Yazı işinden kazandığı paradan da çok memnun değildir Sait Faik.

“Hikayelerimi kitaplarda toplamak hoşuma gidiyor, hem de elime beş on para geçiyor. Evet devede kulak bile değil, ama ne olsa on formalık bir hikaye kitabına 100 lira kadar veriyorlar. Yüz lira bu, az para mı?”

Ama bu paralar kendisine bir türlü verilmez. O da yeni hikayeler yazmak için cebinden para harcayıp aylak gezmeyi sürdürür:

“Geçen gün bir hikaye yazdım. Şu hikayeye ne sarf ettim diye düşündüm. 14 lira harcamışım. Ben güç yazarım. Yazı yazmam için de biraz gezmem, insan görmem, bir yerden bir şeyler duymam lazım gelir.”

O daima kendi istediklerini yazar. Sipariş üzerine öykü yazmanın, yazarın düşüncesinin sınırlandırılması olduğunu savunur.

“Bir zamanlar Varlık’ta muntazaman hikayeler yazıyordum. Mevzularım hoşlarına gitmedi. Başka şeyler yazmamı söylediler. Ismarlama şeyler yazamıyorum, ayrıldım. Zaten verdikleri ne ? bir hikayeye beş, yedi buçuk, haydi bilemediniz 10 lira. Ayda dört hikaye yazacaksınız da bu zamanda kazancınızla geçineceksiniz.”         

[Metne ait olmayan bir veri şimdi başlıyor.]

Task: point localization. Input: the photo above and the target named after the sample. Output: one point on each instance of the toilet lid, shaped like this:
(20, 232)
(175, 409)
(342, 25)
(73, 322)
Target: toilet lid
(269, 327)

Vedat Nedim Tör’ün çıkardığı Aile dergisine yazdığı öykülerden 25 lira kazanmaktadır. Bu para, o güne kadar kazandığı en iyi paradır. Bir gün Vedat Bey Sait Faik’ten daha farklı yazılar ister; “kendinizi aşacak hikayeler getirin” der. Sait Faik oraya yazmaktan da vazgeçer.

Sait Faik hem patronların siparişlerini yerine getirmeyi reddeder, hem de yazarın sınırlandırılmasını kabul etmez. İşçilerin sıkıntılarını anlatan genç bir yazarın öyküsünü hiçbir derginin basmadığından dert yanar. Şöyle der:
“O genç arkadaşım İngiltere’deki dergilerin bir hikayeye 100 sterlin verdiklerini yazıyor. Biz bundan vazgeçtik, bari gölge etmesinler.”

 ‘Türkiye’de bir yazar ne kadar para kazanmalıdır’ diye sorar bir gazeteci Sait Faik’e.

“Hiç olmazsa bir nahiye müdürü kadar” diye yanıtlar soruyu. Peki ya kazanamazsa ?

 Sait Faik yine yanıtlar: “Şoförlük, ayakkabı boyacılığı yapabilir. Yahut denizyollarında bilet toplayabilir.”

Yazdıklarıyla geçinemeyen yazarlar, bir de açılan davalarla uğraşır. Sait Faik başından geçen bir olayı anlatır:  

“Kestaneci Dostum diye bir öykü yazmıştım. Orada çocuğun mangalına tekme vuruluyordu. Ertesi gün polisten çağırdılar. Kestanecinin mangalına tekme vuranı sordular. Ben ne bilirim, hatırlayamadım ki. Belki bir bekçi vurmuştur dedim.”

Her iyi edebiyatta olduğu gibi Sait Faik de yaşadığı ülkenin durumunu, insanının ağzından anlatmıştır. O ve kahramanları çağının tanığıdır ve onun öykülerini okurken Türkiye’yi her haliyle öğreniriz. Onun bireysel kaygılar diye nitelenen dertleri aslında Türkiye’nin dertleridir. Onun balıkçısındaki endişe Türkiye’nin endişesidir. Onun bir yazar olarak yaşadığı geçim sıkıntısı Türk yazın dünyasının sıkıntısıdır. Sait Faik’in oturduğu meyhane, Türkiye’nin kurtarıldığı meyhanedir.

Sait Faik Türkiye’dir.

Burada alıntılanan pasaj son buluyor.